Friday, December 14, 2012

Funny postponed

I've been slacking off on posting lately. In part I feel like I've said everything I have to say here for the moment - not that I'm done saying, but I'm gathering up my thoughts for later. I continue to find this blog an incredibly valuable reference for reflecting upon the things I've said previously.

I've got some posts in development. One is "Some thoughts on rereading Harlan Ellison." There's a story there in just how I came to be rereading Harlan. I'm not likely to forget that post, and since I'm still rereading the book I'm rereading, it would be premature to write this now.
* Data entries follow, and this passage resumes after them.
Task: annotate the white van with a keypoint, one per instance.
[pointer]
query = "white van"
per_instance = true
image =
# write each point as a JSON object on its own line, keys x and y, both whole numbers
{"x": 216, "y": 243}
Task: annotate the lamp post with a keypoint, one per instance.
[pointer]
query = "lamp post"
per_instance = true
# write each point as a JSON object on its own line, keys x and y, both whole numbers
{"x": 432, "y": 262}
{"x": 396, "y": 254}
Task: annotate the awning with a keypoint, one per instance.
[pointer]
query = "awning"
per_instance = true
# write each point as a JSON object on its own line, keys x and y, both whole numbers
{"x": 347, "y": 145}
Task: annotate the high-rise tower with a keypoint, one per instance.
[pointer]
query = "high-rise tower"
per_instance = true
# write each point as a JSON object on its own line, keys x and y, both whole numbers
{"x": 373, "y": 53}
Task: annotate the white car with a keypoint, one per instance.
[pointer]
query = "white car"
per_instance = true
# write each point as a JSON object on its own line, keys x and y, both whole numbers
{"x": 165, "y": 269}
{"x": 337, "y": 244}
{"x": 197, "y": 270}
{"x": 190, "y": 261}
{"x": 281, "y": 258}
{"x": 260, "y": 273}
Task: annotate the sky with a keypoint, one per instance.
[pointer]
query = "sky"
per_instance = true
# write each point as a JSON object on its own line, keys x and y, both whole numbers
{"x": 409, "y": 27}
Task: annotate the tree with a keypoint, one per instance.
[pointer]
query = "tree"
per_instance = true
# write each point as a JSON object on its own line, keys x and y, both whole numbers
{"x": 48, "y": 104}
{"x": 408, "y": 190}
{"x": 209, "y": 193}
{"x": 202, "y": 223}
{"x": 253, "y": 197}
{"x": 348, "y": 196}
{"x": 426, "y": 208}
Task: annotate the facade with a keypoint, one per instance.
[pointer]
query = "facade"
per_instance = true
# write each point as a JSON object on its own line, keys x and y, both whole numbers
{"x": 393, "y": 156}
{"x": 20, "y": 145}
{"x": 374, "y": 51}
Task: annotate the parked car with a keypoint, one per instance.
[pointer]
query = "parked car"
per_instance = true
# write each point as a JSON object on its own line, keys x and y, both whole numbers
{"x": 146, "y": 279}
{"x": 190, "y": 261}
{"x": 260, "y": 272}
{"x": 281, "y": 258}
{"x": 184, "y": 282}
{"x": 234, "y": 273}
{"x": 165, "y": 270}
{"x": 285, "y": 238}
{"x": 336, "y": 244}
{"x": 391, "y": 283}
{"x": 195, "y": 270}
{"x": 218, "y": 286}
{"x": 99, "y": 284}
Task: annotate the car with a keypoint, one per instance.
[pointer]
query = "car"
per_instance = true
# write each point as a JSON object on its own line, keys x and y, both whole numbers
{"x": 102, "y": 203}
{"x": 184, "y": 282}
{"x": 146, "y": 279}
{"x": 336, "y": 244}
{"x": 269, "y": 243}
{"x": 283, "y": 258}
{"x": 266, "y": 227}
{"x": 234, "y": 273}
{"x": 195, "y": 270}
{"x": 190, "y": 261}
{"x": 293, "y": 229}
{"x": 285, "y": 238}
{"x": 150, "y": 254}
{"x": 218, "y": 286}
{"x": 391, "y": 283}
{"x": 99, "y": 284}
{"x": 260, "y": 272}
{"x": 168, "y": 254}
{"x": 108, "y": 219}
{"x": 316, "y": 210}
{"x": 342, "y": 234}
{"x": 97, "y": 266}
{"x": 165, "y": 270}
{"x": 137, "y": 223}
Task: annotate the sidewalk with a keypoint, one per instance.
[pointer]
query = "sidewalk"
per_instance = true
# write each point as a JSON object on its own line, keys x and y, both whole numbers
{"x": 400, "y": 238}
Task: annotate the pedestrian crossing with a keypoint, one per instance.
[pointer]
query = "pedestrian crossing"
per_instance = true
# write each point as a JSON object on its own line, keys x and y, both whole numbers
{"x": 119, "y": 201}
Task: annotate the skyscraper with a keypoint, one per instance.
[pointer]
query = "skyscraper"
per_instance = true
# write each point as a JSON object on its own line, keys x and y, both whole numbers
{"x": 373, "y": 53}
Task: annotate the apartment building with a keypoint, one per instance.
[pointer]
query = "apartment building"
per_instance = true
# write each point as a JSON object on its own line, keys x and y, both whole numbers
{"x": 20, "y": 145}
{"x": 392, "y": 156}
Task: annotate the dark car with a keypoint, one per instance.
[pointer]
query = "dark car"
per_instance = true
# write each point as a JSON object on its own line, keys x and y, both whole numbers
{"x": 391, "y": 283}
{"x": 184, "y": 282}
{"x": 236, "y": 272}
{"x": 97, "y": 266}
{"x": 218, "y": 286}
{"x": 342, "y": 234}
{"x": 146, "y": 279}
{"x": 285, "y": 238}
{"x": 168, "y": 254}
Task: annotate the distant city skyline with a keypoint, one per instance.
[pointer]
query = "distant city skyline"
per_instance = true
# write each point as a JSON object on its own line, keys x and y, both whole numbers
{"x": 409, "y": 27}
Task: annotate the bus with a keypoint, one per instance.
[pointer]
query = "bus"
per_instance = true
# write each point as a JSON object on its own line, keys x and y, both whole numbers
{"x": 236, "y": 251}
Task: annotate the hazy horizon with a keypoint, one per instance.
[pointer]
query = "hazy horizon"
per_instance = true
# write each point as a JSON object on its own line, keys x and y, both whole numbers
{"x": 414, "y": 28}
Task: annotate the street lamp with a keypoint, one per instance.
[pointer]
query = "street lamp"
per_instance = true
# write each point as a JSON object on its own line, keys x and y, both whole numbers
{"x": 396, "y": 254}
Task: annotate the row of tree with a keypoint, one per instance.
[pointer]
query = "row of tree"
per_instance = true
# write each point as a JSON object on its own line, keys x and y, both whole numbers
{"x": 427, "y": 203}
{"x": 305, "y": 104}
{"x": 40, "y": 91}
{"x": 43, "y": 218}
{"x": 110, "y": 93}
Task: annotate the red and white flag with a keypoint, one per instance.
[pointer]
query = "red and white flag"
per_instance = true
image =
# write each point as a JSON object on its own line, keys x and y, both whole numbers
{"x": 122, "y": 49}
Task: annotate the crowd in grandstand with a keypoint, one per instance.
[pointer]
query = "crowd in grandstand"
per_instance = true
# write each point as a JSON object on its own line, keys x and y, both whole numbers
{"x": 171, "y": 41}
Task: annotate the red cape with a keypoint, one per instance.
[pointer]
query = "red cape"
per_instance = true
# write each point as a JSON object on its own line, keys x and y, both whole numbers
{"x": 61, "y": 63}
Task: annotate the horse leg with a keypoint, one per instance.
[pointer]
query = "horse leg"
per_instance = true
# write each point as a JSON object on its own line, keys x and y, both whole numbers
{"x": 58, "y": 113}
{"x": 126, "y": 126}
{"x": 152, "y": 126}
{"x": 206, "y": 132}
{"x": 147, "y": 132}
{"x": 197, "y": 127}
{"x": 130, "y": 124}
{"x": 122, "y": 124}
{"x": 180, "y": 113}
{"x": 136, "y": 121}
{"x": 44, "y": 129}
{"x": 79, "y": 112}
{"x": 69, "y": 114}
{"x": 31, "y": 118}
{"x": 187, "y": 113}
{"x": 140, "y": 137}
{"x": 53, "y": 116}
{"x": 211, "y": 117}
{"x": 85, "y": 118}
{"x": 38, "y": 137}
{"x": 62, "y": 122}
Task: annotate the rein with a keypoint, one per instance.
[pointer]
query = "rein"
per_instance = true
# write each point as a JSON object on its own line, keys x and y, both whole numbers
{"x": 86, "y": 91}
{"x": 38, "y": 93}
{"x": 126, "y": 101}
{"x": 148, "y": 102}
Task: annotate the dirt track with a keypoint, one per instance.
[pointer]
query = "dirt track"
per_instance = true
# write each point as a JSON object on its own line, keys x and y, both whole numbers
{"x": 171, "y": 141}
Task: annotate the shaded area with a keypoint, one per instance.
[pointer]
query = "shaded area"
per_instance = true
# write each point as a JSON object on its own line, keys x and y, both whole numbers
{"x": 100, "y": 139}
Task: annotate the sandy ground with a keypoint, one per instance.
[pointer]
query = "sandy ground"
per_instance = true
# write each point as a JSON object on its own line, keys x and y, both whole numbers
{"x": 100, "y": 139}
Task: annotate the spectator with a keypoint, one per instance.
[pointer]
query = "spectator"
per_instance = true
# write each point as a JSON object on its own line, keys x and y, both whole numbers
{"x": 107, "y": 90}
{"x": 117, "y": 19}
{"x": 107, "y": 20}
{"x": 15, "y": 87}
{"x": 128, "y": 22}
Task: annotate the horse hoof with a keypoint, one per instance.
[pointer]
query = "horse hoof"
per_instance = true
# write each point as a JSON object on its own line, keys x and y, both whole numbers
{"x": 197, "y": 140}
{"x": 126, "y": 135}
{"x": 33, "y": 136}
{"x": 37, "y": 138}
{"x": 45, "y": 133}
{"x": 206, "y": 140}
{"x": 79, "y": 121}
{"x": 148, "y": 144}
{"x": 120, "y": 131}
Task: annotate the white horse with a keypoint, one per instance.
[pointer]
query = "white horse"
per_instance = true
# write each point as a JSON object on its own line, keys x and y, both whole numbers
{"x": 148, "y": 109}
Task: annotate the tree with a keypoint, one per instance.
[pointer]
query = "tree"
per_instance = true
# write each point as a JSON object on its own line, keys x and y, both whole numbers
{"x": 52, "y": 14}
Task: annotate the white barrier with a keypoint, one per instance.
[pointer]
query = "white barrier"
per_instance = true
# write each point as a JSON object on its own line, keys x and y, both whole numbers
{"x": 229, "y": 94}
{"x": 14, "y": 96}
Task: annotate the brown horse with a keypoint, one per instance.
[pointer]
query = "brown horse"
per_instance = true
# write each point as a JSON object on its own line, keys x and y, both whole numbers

The other is something genuinely funny, and weird, and uncanny, even. A song that I thought - have thought, since the first time I heard it - was by a band that I didn't really like turns out to be by a musician I really do like. My perception of the song changed when I thought I was hearing a remake of the song by this other artist, and I decided that this version was superior to the original. Then I discovered that this was the original - the only version of the song. So the lame old version by band A and the hip new version by musician B are, in fact, the same song.

But I'm not going to write about it. Not today.

Today, December 14, 2012, eleven days before Christmas, a man with a gun - several guns - killed his father, his mother, several other adults, and numerous children in an elementary school in Newton, Connecticut. Eighteen, last time I checked. (Sorry: It's twenty children out of twenty-six people killed in the school.)

I had another post planned, "In praise of poor quality," noting that the relatively low body count in the December 11 mall shooting in Oregon (two killed, one injured, plus the suicide of the shooter) was for much the same reason as the relatively low body count at the July 20 Aurora theater shooting (twelve dead, fifty-eight injured, out of hundreds of potential victims - sitting ducks in a movie theater): jammed weapons, a common occurrence for the types of weapons used by the shooters in those two cases. But the shooter in the December 14 Newton, Connecticut killings did not have that problem. I'm not going to write that post now.

For now, this is as much as I can write.